Mann and Dean selected the Rio Vista Independent School District in a rural section of Johnson County for 3D modeling. They secured the district superintendent’s permission and, starting with the high school, followed the district ground rules of when they could fly a drone over the campus. They outlined the area on a base layer map and flew the drone along an automated flight path to capture images. Software-based processing stitched the geo-tagged images together and the initial 3D model was complete.

Mann said they will build out the imaging, label the buildings, integrate with horizontal data, and color code to designate levels of risk associated with each building.

“I always saw the value in 3D,” Mann said. “We don’t need a drone for collecting 3D data, but a drone provides precise imagery, far superior to other data sources available.”

The Federal Communications Commission (FCC) requires carriers to deploy z-axis technology that meets accuracy metric of plus or minus 3 meters for 80 percent of indoor wireless E911 calls in the top 25 markets by April 3, 2021 and in the top 50 markets by April 3, 2023.

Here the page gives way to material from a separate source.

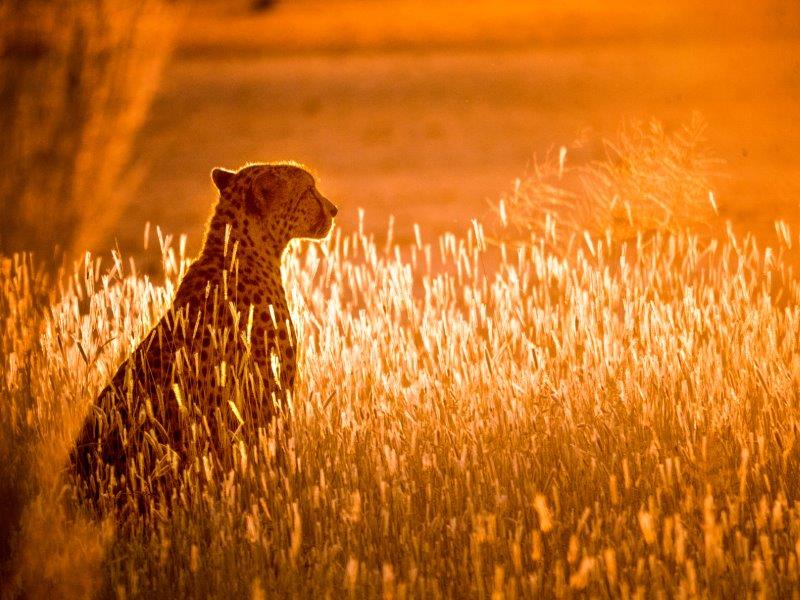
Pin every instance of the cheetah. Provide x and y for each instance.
(230, 304)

The 43 PSAPs in the 9,000-square-mile, 13-county NCT9-1-1 district provides service to roughly 1.7 million people. The Dallas-Fort Worth metropolis is projected to grow by 4.5 million more people in the next 20 years. Outside the metropolis, long stretches of uninterrupted farmland on flat plains, rolling hills, and grasslands dominate the terrain. Population growth is spreading into sparsely inhabited plains with the current and predicted rate posing more than a few challenges to NCT9-1-1, with GIS data collection for better call location accuracy among the chief initiatives.